Bug #45012 my_like_range_cp932 generates invalid string
Submitted: 21 May 19:06 Modified: 22 Jun 14:01
Reporter: Sergei Golubchik
Status: In progress
Category:Server: Charsets Severity:S2 (Serious)
Version:4.1, 5.0, 5,1, 6.0 bzr OS:Any
Assigned to: Ramil Kalimullin Target Version:5.1+
Triage: Triaged: D2 (Serious)

[21 May 19:06] Sergei Golubchik
Description:
my_like_range_cp932() uses 0xFF as a max_sort_char, but it's not a valid cp932 character.
As a result my_like_range_cp932 generates invalid cp932 string, which is then passed down
to a storage engine in records_in_range().

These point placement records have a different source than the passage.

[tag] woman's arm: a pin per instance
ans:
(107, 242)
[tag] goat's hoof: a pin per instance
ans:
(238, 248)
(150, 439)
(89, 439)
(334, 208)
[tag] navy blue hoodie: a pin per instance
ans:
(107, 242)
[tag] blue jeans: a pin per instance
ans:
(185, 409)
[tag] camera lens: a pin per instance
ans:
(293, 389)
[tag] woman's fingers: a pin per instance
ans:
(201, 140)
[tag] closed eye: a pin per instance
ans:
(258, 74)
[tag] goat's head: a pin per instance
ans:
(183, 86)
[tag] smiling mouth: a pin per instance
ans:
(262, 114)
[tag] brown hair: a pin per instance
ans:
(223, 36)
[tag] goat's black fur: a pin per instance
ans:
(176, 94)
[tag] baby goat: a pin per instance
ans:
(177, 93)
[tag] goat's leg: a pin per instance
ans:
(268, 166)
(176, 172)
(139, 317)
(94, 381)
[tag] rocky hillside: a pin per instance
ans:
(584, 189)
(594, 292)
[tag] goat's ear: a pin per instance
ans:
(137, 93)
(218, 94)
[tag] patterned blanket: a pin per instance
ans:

In particular, DB2 engine doesn't like invalid strings.
See http://lists.mysql.com/internals/36709

How to repeat:
.
[22 May 10:53] Sveta Smirnova
Thank you for the report.

Verified as described.
[22 May 16:00] Tim Clark
Additionally, the following character sets appear to have a similar problem:
big5
euckr
gb2312
gbk
sjis
tis620
ujis
[22 May 22:19] Tim Clark
I wanted to note that this problem is visible with MyISAM also, via a warning:

>CREATE TABLE t1 (c char(10), v varchar(20), index(c), index(v)) collate big5_chinese_ci
engine=myisam;
>insert into t1 values ("abc","def"),("abcd", "def"),("abcde","defg"),("aaaa","bbbb");
>select * from t1 force index(v) where v like "x%";
Empty set, 1 warning (0.02 sec)
>show warnings;
+---------+------+-------------------------------------------------------------------------------+
| Level   | Code | Message                                                               
       |
+---------+------+-------------------------------------------------------------------------------+
| Warning | 1366 | Incorrect string value: '\xFF\xFF\xFF\xFF\xFF\xFF...' for column 'v'
at row 1 |
+---------+------+-------------------------------------------------------------------------------+
[1 Jun 23:10] Tim Clark
Not sure whether this should be put in a different bug report, but I believe that the
max_sort_char (0xFFFF) for the ucs2_* collations is also invalid according to the Unicode
specification (max valid is 0xFFFD).